Both mean‑field calculations and exact diagonalization (ED) on a 3 × 5 unit‑cell cluster (14 holes) reveal a two‑fold degenerate hybrid ground state. The two states differ markedly in their band dispersions, thereby breaking the C₃ rotational symmetry of the bare moiré lattice. More importantly, they possess opposite Berry‑curvature dipoles (BC‑dipole) and opposite orbital‑magnetic‑moment dipoles (OM‑dipole). Consequently, the orbital gyrotropic Hall effect (OGHE) and orbital gyrotropic magnetic effect (OGME) – described by tensors R_H^a and R_M^a – acquire finite, opposite values in the two states. The gyrotropic tensors are forbidden by parity in a symmetric system; their emergence here is a direct signature of the spontaneous parity breaking.

ED results corroborate the mean‑field picture: as χ increases, the energy splitting between the two lowest eigenstates vanishes for χ ≳ 0.24, confirming exact degeneracy. The orbital polarization σ_z = ⟨c_A†c_A – c_B†c_B⟩ becomes non‑zero and opposite in the two states, serving as an electronic order parameter for parity breaking. Simultaneously, the cavity field expectation ⟨a⟩ acquires opposite signs, demonstrating that the vacuum field itself undergoes spontaneous symmetry breaking—distinct from the conventional super‑radiant phase transition, which requires a macroscopic photon condensate in the thermodynamic limit.

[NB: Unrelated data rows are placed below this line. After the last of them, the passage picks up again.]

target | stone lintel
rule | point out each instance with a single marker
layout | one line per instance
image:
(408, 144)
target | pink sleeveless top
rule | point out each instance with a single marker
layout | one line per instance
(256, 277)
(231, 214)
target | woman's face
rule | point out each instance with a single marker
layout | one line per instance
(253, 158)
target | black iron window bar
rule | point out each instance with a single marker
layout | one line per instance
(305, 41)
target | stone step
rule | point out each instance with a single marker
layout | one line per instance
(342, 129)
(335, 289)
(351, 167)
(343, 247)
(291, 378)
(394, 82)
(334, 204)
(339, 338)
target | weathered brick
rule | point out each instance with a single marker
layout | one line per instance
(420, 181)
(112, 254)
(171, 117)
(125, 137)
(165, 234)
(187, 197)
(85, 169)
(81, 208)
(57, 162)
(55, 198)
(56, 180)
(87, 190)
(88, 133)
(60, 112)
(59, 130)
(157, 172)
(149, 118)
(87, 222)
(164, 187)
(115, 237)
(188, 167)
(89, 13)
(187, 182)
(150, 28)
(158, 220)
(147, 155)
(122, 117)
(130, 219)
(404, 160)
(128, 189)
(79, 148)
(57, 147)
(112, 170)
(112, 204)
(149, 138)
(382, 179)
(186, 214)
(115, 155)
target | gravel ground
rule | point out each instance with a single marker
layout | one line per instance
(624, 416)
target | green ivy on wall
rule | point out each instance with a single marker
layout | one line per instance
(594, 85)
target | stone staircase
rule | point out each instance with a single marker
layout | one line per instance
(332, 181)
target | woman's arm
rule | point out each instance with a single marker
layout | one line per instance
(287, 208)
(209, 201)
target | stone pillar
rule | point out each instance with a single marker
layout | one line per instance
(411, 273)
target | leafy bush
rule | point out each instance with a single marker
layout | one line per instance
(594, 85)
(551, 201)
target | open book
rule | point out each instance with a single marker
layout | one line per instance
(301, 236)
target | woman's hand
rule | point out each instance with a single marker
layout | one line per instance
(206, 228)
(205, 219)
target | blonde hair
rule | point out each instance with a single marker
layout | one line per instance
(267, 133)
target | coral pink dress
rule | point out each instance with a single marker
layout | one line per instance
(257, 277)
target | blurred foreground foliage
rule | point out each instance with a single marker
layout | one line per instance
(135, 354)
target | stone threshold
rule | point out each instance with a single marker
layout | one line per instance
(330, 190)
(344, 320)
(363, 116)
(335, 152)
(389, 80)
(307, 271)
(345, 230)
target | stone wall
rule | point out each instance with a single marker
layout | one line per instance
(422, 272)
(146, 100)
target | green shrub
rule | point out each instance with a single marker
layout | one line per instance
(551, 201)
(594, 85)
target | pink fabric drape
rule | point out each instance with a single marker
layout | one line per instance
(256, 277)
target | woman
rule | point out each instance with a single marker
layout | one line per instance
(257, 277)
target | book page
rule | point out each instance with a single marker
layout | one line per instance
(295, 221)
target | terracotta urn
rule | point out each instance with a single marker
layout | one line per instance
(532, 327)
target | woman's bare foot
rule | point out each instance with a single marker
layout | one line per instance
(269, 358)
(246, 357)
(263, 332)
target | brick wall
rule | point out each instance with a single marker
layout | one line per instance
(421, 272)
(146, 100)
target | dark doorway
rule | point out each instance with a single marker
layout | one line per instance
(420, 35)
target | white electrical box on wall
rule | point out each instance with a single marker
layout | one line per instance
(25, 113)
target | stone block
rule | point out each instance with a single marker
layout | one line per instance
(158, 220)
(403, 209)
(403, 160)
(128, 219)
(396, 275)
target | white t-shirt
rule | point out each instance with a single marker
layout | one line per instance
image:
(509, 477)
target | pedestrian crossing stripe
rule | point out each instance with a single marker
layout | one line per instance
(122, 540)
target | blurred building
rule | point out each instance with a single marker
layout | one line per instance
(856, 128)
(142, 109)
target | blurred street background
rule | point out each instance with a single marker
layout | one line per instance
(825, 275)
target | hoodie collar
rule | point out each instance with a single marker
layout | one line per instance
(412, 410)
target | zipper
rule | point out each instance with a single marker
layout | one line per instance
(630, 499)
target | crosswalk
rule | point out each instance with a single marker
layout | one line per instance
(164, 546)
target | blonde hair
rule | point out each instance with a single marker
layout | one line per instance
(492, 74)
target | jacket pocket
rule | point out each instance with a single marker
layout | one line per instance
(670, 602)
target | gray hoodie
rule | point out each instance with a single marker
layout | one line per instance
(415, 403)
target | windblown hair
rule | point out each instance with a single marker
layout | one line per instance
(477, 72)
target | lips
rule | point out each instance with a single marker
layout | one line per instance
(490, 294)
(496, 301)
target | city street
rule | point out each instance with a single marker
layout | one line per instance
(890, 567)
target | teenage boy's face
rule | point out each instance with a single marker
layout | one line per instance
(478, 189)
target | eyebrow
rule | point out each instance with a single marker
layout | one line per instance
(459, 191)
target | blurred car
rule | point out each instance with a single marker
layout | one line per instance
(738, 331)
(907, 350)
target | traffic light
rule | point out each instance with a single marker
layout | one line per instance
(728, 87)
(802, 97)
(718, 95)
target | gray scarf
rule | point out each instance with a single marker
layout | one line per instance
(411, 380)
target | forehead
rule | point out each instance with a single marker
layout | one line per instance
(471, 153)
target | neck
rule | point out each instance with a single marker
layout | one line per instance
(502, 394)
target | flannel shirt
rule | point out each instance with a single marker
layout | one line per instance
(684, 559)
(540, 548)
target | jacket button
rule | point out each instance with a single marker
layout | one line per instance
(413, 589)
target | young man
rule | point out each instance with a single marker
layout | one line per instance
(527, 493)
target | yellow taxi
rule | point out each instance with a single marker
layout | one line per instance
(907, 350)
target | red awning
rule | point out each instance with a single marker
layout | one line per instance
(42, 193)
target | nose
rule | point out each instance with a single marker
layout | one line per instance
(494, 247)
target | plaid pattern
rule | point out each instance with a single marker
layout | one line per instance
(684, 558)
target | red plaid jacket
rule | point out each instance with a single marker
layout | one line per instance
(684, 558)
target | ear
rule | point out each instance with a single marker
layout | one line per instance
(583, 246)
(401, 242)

The authors explore tunability of the gyrotropic response. The cavity polarization vector e_p = (cos θ, sin θ) controls the direction of the effective electric field. The gyrotropic components R_x and R_y exhibit sinusoidal dependence on θ; for θ = 0 (field along x) only R_x is non‑zero, while for θ = π/2 (field along y) only R_y survives. This selection follows from residual C₂^x or C₂^y symmetries that forbid the orthogonal component. Additionally, applying an interlayer bias Δ creates an on‑site energy difference between the two sublattices, explicitly breaking parity. Under finite Δ the two‑fold degeneracy disappears, new gyrotropic components appear, and the system can undergo a topological phase transition (change of Chern number). Remarkably, the Berry‑curvature dipole R_H^x changes sign continuously across the transition, offering a clear experimental hallmark.

In the discussion, the authors contrast their findings with the long‑standing debate on photon condensation in cavity QED. Their mesoscopic setting (∼10⁴ electrons) lies far from the thermodynamic limit, yet the exact diagonalization unambiguously shows ⟨a⟩ ≠ 0 as a manifestation of parity breaking rather than a macroscopic coherent state. This “vacuum‑induced symmetry breaking” provides a new route to generate otherwise forbidden linear responses in non‑magnetic crystals.

In summary, the work demonstrates that ultrastrong coupling to a THz cavity can transmit the cavity’s C₃ symmetry breaking to a moiré superlattice, and the collective electron‑photon interaction can spontaneously break parity, yielding two degenerate hybrid ground states with opposite orbital gyrotropic Hall and magnetic effects. The magnitude and orientation of these effects are highly tunable via cavity field polarization and interlayer bias, establishing cavity‑embedded moiré systems as a versatile platform for engineering exotic electromagnetic responses and suggesting broader applicability to other strongly correlated phases such as superconductivity or charge‑density waves.